9 Output Schema

Note

TODO: Auto-generated harmonized column reference per form, populated from FINAL crosswalks at book build time.

9.1 Per-output dictionary

Each (tax_year, form) output has a companion dictionary at processed/core/{tax_year}/{form}/core_{tax_year}_{form}_dictionary.csv:

col	source
`harmonized_name`	FINAL crosswalk
`description`	FINAL crosswalk
`source_var`	FINAL crosswalk (synonyms joined with `\\|`)
`source_location`	FINAL crosswalk
`data_type`	inferred from harmonized output
`n_rows`	output
`n_nonnull`	output
`null_pct`	derived
`n_distinct`	output
`min_value`	numeric only
`max_value`	numeric only
`years_present`	FINAL crosswalk

9.2 Lookup tables for coded columns

Categorical-coded columns (integer codes like subsection_cd, non_pf_status_reason) have companion lookup CSVs in data/lookups/. Each lookup file has columns code, label, irc_ref, source, confidence.

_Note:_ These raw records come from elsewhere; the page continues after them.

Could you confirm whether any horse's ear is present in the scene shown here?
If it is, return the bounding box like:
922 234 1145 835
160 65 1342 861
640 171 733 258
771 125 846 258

subsection_codes.csv — IRS-internal EO subsection codes, verified against IRM 25.7.1 Exhibit 25.7.1-4. Maintained independently from the parallel lookup in nccs-data-bmf; both should derive from the same IRM upstream. Cross-check periodically — divergences should be investigated, not silently retained.
non_pf_status_reason_codes.csv — codes 0–16 for the non_pf_status_reason column. SOI’s encoding is locked to the pre-2016 Schedule A Part I line numbering, not the current form: code 9 is 509(a)(2) (gross-receipts public charity, ~42% of small filers), not “agricultural research organization” as the 2016+ form numbering would suggest. The 2016 Schedule A revision inserted “agricultural research organization” at line 9 and shifted everything downstream, but SOI never re-encoded. Code distribution across 2010–2024 confirms this: code 9 grows smoothly (34% → 50% of 990-EZ filers) with no step change at the 2016 form-revision boundary. Code 10 (public-safety testing, 509(a)(4)) stays at near-zero throughout, consistent with how rare those organizations actually are. Code 16 (≤1,089 rows across all 13 years) lacks a clean Schedule A line mapping and is flagged confidence = unknown in the lookup.

When adding a new coded column, follow the same pattern: build the lookup from an authoritative source (IRM, IRS Pub 557, or the form’s instructions PDF) and mark each row’s confidence as verified / inferred / unknown.

9.3 NA semantics

Two important conventions when interpreting NA in CORE outputs:

Financial fields use 0 instead of NA. The IRS SOI extract fills 0 for every financial column on every row, regardless of whether the organization actually engaged in the activity. So gross_income_gaming_activities = 0 could mean either “didn’t run gaming” or “ran gaming and grossed $0.” Do not assume is.na(x) finds missing data on financial columns — use x > 0 to identify orgs that reported activity.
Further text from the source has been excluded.